On an unrelated note, I'm going to make an effort to ramp up my blogging this winter. It's the only way I'll survive another one here in Minnesota. I'm also going to pimp my efforts via Twitter. (I hope I don't regret this.)
Then spring will come, I'll tire of blogging and decide what comes next. This all assumes I still have my sanity, which I wouldn't bet upon.
As I start a new chapter in blogging, I start it on a depressing note. My uncle has come home from the hospital, and things aren't looking good.
My uncle was diagnosed with some form of rare cancer. My mother explained it to me, but I don't remember the details. And they don't matter, ultimately.
My uncle ran a marathon this summer, went to a doctor days later because he wasn't feeling well and wound up diagnosed with his rare form of cancer. His diagnosis came after the cancer was already spreading, and he spent weeks receiving treatment in Rochester, home of the Mayo Clinic. He is now back home, under hospice care, because further chemotherapy isn't going to do a lot for him, according to my mother.
The man ran a marathon in June, and now he has cancer, and is in rough shape. I have no idea what happens next, or when, and I'm afraid to ask. All I know is that his daughter's wedding was scrapped in favor of a small, private ceremony with the immediate families, down in Rochester. She had to give up her elaborate wedding plans just to ensure her father could be a part of her wedding day. Weddings are overblown, but it's unfortunate such a joyful occasion had to be compromised. You take what you can get, I guess, and be thankful for what you have.
I've long considered myself fortunate when it comes to life and death. Both of my grandmothers died during my adult life, but neither one lingered in poor health for months or years. Each grandmother had her share of health issues during her senior years, but their deaths, albeit unexpected, weren't so painful for me. It was harder knowing my cousin's young life was snuffed out due to cancer. That cousin was one of my uncle's two daughters. Now his surviving daughter and my aunt are watching a similar scenario play out again, and this time at a far more rapid pace.
We all know life is short, that you have to make the most of every day. Sometimes I wonder if that's possible.
As I said, I've been rather lucky for the first 40 years of my life. I've been far less affected by death than most people who spend four decades on Earth.

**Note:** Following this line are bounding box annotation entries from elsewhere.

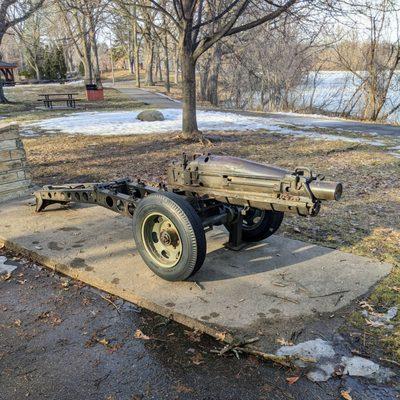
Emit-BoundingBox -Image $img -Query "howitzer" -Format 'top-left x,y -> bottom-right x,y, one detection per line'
35,155 -> 342,281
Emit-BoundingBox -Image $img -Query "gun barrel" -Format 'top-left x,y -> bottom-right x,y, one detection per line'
310,181 -> 343,200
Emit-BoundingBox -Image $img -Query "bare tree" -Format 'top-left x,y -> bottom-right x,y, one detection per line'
130,0 -> 298,139
335,0 -> 400,121
0,0 -> 44,103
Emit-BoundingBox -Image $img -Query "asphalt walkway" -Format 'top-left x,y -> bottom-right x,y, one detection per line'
109,82 -> 400,137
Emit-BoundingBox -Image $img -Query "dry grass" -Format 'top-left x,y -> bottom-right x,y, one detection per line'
24,132 -> 400,361
25,132 -> 400,262
0,84 -> 143,122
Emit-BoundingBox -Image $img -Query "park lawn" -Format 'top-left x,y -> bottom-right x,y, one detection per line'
0,84 -> 144,123
24,131 -> 400,361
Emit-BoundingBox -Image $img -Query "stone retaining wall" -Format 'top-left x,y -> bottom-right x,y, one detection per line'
0,124 -> 31,202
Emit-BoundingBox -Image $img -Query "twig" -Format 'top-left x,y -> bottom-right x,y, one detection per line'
219,336 -> 260,356
263,293 -> 300,304
335,294 -> 343,307
379,357 -> 400,367
308,290 -> 350,299
235,347 -> 316,368
100,294 -> 120,314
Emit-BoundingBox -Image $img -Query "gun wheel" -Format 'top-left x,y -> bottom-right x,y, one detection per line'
225,208 -> 284,242
142,213 -> 182,268
133,192 -> 206,281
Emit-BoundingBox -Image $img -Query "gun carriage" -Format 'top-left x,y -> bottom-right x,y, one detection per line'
35,154 -> 342,281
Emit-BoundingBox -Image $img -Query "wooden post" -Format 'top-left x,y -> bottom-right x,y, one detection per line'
0,124 -> 31,202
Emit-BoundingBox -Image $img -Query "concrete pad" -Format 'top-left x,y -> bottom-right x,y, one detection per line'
0,199 -> 391,336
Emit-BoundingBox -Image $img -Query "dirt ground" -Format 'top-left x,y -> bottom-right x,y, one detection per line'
24,131 -> 400,361
0,84 -> 144,123
0,249 -> 397,400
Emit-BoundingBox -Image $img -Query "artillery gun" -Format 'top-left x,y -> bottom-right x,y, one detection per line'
35,154 -> 342,281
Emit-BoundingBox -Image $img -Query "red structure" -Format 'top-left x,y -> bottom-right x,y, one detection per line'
0,61 -> 17,86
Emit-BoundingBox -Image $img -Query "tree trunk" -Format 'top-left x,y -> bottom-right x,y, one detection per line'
207,43 -> 222,106
89,17 -> 103,88
144,38 -> 154,86
181,44 -> 201,139
174,45 -> 179,84
0,77 -> 9,104
164,31 -> 171,93
133,5 -> 140,87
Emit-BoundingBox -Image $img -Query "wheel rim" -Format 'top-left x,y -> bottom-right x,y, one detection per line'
243,209 -> 265,231
142,213 -> 182,268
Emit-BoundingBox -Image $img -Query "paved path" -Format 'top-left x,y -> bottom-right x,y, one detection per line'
110,83 -> 181,108
0,250 -> 396,400
0,199 -> 392,340
109,82 -> 400,137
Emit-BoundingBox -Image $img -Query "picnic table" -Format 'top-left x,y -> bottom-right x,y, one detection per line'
38,93 -> 79,109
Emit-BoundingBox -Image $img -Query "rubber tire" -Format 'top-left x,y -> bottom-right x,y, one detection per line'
133,192 -> 207,281
225,210 -> 284,242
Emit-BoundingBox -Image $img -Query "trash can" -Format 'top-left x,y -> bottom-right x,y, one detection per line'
86,84 -> 104,101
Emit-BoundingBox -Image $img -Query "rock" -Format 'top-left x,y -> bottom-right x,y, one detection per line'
385,307 -> 397,321
307,363 -> 335,382
0,256 -> 18,275
361,307 -> 398,329
136,110 -> 165,122
276,339 -> 335,360
342,356 -> 379,378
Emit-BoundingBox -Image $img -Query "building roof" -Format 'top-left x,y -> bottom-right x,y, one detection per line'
0,60 -> 17,68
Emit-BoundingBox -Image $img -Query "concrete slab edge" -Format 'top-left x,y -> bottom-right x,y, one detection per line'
0,236 -> 235,343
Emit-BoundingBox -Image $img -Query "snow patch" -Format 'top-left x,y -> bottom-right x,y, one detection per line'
26,109 -> 383,146
0,256 -> 18,275
276,338 -> 335,360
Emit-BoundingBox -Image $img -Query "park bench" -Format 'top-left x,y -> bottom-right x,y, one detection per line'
38,93 -> 79,109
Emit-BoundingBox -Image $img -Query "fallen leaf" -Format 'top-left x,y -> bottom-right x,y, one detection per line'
133,329 -> 150,340
358,301 -> 374,312
340,390 -> 353,400
51,316 -> 62,325
191,353 -> 204,365
97,338 -> 110,347
1,272 -> 11,282
365,319 -> 385,328
183,330 -> 201,342
286,376 -> 300,385
175,383 -> 193,393
276,338 -> 293,346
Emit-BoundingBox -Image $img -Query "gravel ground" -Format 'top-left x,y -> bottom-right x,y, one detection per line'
0,251 -> 397,400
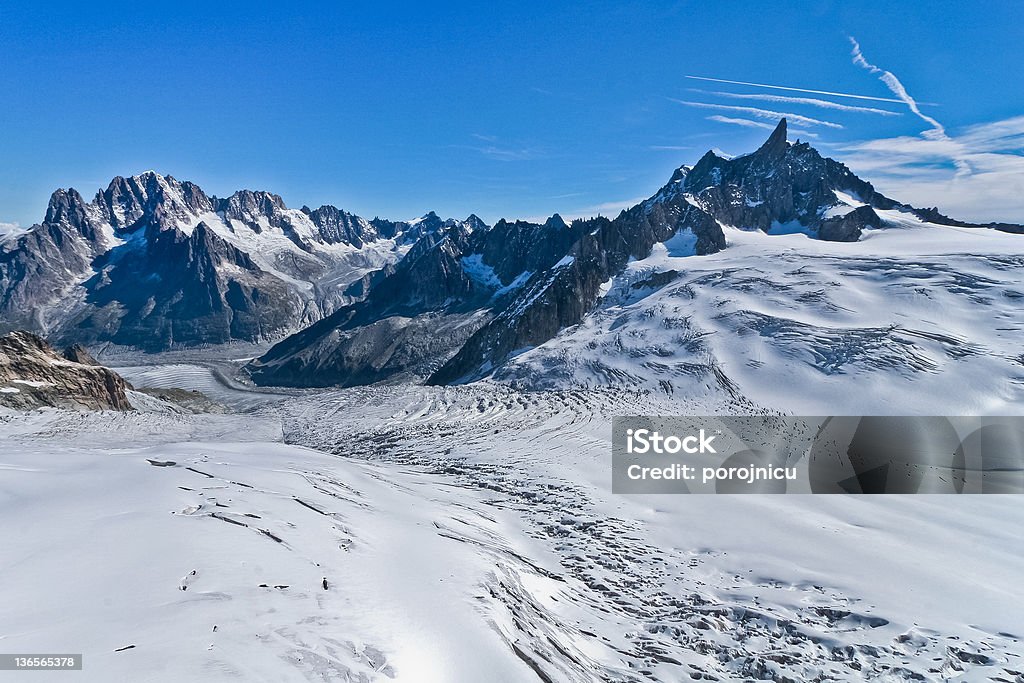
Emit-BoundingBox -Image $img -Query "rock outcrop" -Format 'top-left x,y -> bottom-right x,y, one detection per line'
0,331 -> 132,411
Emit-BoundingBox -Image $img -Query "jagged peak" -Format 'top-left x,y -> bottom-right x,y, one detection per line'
755,117 -> 788,156
44,187 -> 85,223
463,213 -> 487,230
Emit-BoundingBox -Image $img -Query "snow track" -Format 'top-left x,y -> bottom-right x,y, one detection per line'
0,384 -> 1024,682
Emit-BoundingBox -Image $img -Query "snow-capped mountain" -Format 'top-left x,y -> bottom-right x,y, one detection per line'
249,119 -> 1024,386
0,171 -> 481,350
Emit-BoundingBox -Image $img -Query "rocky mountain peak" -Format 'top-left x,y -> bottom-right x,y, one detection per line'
43,187 -> 86,226
754,117 -> 790,157
94,171 -> 213,231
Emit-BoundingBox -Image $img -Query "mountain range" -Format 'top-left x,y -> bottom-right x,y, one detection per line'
0,119 -> 1024,386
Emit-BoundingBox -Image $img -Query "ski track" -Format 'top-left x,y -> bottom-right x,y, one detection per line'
6,366 -> 1024,683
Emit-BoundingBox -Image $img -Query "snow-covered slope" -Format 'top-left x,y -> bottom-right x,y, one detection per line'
0,171 -> 482,351
497,219 -> 1024,415
0,385 -> 1024,683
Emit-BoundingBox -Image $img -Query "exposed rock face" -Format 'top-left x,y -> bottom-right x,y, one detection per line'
0,119 -> 1024,386
63,344 -> 99,366
249,119 -> 1024,386
0,332 -> 132,411
0,172 -> 471,351
818,206 -> 882,242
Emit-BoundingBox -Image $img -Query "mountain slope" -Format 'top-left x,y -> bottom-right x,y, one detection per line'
249,114 -> 1021,386
0,172 -> 478,350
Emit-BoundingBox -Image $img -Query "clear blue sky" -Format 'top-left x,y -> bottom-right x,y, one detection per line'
0,0 -> 1024,225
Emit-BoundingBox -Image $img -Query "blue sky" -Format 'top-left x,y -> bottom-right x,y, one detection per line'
0,0 -> 1024,225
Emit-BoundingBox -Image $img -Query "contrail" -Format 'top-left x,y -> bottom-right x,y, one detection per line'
848,36 -> 947,139
693,88 -> 903,116
667,97 -> 843,128
847,36 -> 971,174
686,76 -> 932,104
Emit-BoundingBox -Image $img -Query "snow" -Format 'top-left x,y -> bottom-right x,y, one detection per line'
499,219 -> 1024,415
0,378 -> 1024,682
462,254 -> 502,288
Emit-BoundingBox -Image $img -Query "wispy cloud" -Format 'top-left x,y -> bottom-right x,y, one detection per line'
837,116 -> 1024,222
669,97 -> 843,128
848,36 -> 971,173
449,133 -> 544,161
707,114 -> 818,138
693,88 -> 903,116
708,114 -> 775,130
686,76 -> 934,104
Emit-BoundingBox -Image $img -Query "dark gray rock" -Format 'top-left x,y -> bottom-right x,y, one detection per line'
0,331 -> 132,411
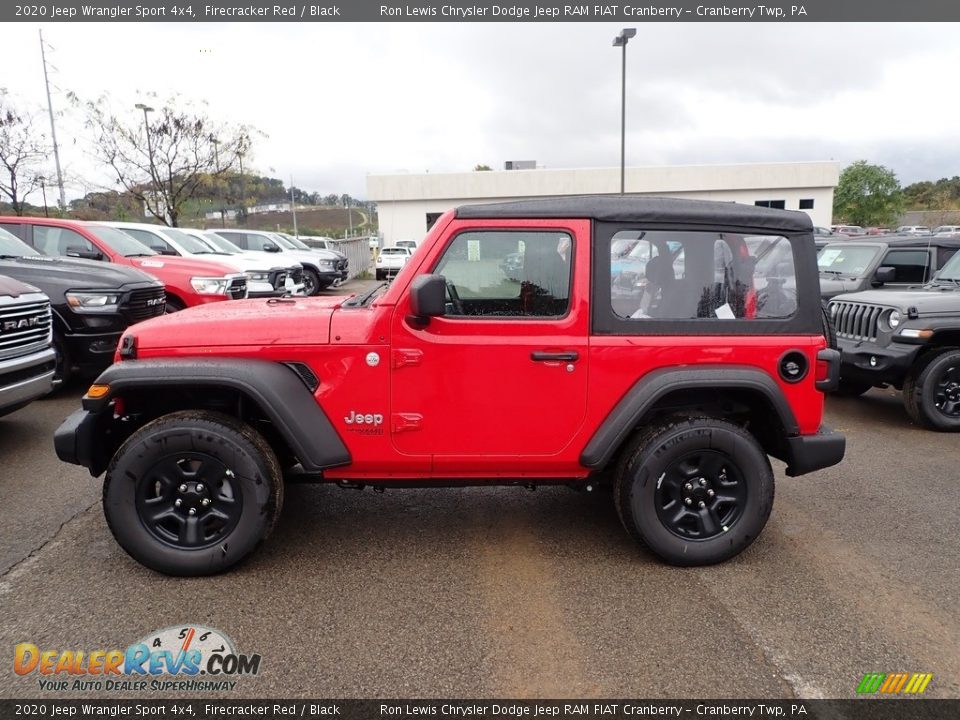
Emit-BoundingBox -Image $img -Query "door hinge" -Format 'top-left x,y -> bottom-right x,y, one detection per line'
393,348 -> 423,369
390,413 -> 423,432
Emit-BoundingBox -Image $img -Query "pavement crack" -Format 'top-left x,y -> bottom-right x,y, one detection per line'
0,497 -> 100,580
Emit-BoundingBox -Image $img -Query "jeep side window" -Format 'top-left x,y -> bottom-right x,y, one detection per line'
610,230 -> 797,320
433,230 -> 573,317
880,250 -> 930,283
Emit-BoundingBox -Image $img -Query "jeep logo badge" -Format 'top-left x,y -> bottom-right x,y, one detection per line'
343,410 -> 383,425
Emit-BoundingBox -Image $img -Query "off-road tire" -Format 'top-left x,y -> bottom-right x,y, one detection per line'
614,417 -> 774,566
902,347 -> 960,432
103,410 -> 283,576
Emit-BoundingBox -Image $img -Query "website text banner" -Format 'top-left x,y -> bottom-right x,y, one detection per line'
0,699 -> 960,720
0,0 -> 960,24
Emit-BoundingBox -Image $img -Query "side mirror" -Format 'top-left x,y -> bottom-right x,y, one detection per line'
67,245 -> 103,260
871,265 -> 897,287
410,275 -> 447,327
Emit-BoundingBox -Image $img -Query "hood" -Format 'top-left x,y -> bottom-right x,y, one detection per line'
820,275 -> 863,300
127,255 -> 240,277
0,255 -> 156,290
833,285 -> 960,316
127,297 -> 347,348
0,275 -> 40,298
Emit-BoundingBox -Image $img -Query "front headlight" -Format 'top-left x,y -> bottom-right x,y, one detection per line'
190,278 -> 230,295
65,290 -> 120,313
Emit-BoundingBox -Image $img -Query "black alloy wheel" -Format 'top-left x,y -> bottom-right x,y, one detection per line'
654,450 -> 747,540
136,452 -> 243,550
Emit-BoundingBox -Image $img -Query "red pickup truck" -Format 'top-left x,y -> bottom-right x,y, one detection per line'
0,217 -> 247,312
54,197 -> 845,575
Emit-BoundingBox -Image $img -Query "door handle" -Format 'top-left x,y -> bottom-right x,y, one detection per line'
530,350 -> 580,362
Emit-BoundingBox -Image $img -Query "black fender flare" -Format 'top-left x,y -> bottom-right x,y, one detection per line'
580,365 -> 800,470
83,358 -> 351,472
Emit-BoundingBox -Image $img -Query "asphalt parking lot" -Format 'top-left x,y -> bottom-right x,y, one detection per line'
0,328 -> 960,698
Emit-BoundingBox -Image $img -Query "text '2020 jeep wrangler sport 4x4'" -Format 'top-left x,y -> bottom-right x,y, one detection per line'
55,197 -> 844,575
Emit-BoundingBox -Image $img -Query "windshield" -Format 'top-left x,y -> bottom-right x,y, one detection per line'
268,233 -> 296,250
0,228 -> 43,257
933,253 -> 960,282
87,225 -> 156,257
284,235 -> 310,250
162,228 -> 213,255
203,232 -> 243,255
817,245 -> 880,277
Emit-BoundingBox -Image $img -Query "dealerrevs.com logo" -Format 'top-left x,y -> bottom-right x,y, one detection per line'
13,625 -> 260,692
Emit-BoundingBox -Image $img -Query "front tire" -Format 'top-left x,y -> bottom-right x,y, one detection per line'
103,410 -> 283,576
614,417 -> 774,566
903,348 -> 960,432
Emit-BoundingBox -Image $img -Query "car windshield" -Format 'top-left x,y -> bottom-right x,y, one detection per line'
87,225 -> 157,257
163,228 -> 213,255
201,232 -> 243,255
934,253 -> 960,282
268,233 -> 296,250
817,245 -> 880,277
284,235 -> 310,250
0,228 -> 43,257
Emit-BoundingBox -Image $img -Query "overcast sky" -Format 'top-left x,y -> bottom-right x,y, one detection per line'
0,23 -> 960,202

The hardest thing for me in pondering my uncle's death is wondering if I have made the most of my life. I don't regret that I'm not married and raising a family. But I do question what I should be doing with my life instead of working at a lackluster weekly newspaper chain. What could I be doing that would make me happy? And if not me, then everybody else who deals with me. What should I be doing with my 168 hours per week?
We all wonder what the meaning of life is, what the purpose of our life is. I'm running out of time to figure out my answer. If nothing else, I can be thankful for one more night of good health.